O grande cientista húngaro Albert von Szent-Gyorgyi (1893-1986), Prêmio Nobel em 1937, que realizou importantes estudos sobre processos de combustão biológica e descobriu a vitamina C, também possuía ideias semelhantes: "O homem que se lança ao trabalho com o intuito de descobrir qualquer coisa útil deveria, realmente, ser expulso do laboratório".

Em suma, da ciência básica podem brotar possibilidades insuspeitadas de aplicação, mas há alta frequência de cientistas que não está interessada nessas possibilidades. Eles fazem ciência como John Ellis e Szent-Gyorgyi.

5. Ciências formais e factuais

As ciências são geralmente classificadas em formais e reais (ou fatuais). As primeiras são as lógico-matemáticas; como nelas não se pode demonstrar tudo, parte-se de princípios que devem ser aceitos sem demonstração (axiomas). As várias disciplinas matemáticas constroem-se sobre essas proposições primitivas; são ditas axiomáticas. Também a geometria é uma ciência formal. Para se saber que a soma dos ângulos internos de um triângulo é igual a dois retos não se desenharam triângulos e não se mediram seus ângulos para, depois, em cada caso, se realizar a soma dos três. Certamente que, com tal método, descobrir-se-ia que a relação é apenas aproximada.

As outras ciências (reais) já lidam com fatos. Podem ser classificadas em dois grupos - as naturais (física, química, biologia...) e as

humanas (psicologia, sociologia, economia, etc.) (cf. COSTA, 1977, p. 9 e 59)".

6. Ciência, filosofia e filosofia da ciência

A ciência visa a procura da verossimilhança - isto é, do que nos pareça ser verdadeiro. O cientista acredita que, em geral, parte dos fatos para, em seguida, elaborar a sua "descoberta". A crença popular de que a ciência conduz à verdade deriva de outra crença: a de que são os fatos que geram a descoberta. E como, segundo o refrão popular, contra os fatos não há argumentos, assim se desenvolveu o mito de que a ciência pode tudo explicar e que, por definição, suas explicações são verdadeiras.

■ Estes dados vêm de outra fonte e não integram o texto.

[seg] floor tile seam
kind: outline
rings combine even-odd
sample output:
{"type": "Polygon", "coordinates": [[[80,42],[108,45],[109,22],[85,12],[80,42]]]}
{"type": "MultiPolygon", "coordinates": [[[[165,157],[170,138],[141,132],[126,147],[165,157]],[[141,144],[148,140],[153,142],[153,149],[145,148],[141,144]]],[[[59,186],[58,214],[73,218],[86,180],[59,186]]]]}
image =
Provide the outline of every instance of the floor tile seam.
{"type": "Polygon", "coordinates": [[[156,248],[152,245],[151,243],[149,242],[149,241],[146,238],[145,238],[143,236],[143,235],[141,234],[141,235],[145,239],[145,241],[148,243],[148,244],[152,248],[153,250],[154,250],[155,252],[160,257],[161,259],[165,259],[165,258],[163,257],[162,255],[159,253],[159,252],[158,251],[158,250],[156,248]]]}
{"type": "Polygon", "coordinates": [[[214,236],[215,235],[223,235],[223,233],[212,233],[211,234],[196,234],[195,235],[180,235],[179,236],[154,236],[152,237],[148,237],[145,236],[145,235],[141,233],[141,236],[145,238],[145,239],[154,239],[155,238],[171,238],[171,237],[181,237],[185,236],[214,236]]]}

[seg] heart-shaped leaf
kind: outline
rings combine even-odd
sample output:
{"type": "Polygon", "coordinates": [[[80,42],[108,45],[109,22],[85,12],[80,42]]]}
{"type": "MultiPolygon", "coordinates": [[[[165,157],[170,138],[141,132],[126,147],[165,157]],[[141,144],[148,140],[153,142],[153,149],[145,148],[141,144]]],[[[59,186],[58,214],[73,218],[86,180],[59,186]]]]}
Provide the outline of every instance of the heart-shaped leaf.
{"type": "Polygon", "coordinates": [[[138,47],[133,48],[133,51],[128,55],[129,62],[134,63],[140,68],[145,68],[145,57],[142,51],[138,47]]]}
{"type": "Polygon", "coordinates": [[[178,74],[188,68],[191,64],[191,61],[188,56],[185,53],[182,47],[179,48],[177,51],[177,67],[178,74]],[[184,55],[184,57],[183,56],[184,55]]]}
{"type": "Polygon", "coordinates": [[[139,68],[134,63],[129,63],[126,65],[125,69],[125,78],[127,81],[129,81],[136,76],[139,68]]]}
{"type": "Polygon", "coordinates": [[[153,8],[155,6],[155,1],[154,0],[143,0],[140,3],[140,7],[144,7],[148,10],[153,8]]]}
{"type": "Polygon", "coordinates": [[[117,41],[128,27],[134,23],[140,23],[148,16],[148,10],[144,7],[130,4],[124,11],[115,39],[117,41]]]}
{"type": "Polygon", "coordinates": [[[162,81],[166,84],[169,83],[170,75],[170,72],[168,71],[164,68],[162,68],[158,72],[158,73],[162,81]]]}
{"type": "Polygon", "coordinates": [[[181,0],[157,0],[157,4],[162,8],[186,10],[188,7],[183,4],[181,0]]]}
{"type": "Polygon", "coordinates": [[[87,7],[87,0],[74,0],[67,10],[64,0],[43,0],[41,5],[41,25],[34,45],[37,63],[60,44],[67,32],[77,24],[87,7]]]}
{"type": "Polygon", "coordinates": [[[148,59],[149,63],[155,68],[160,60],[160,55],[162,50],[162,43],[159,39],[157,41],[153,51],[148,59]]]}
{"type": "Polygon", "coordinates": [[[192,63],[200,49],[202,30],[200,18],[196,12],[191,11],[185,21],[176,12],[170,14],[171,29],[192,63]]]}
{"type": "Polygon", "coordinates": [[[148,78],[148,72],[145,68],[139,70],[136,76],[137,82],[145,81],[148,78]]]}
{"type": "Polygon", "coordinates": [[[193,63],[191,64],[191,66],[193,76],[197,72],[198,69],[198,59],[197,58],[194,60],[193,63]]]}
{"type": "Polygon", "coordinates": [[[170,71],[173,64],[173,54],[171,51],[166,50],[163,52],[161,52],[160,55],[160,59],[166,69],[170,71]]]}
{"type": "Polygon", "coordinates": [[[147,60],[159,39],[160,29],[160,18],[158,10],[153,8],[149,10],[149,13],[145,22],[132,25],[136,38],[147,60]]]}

Nada disso é correto. A pesquisa mais elementar parte de uma hipótese (teórica) e mesmo a mais simples descoberta não é gerada pelos fatos mas resulta de uma interpretação deles.Como se vê, hipótese na entrada e hipótese na saída. Os fatos da ciência são, pois, fatos selecionados, interpretados, marcados de teoria. Não há, para a nossa apreensão, fatos "brutos", "puros", em estado "natural". É falsa, pois, a doutrina de que os objetos sejam exatamente como parecem ser ("realismo ingênuo" de Bertrand Rus- sel;"[...] nunca vemos o que pensamos que vemos" (RUSSEL, 1949, p. 58).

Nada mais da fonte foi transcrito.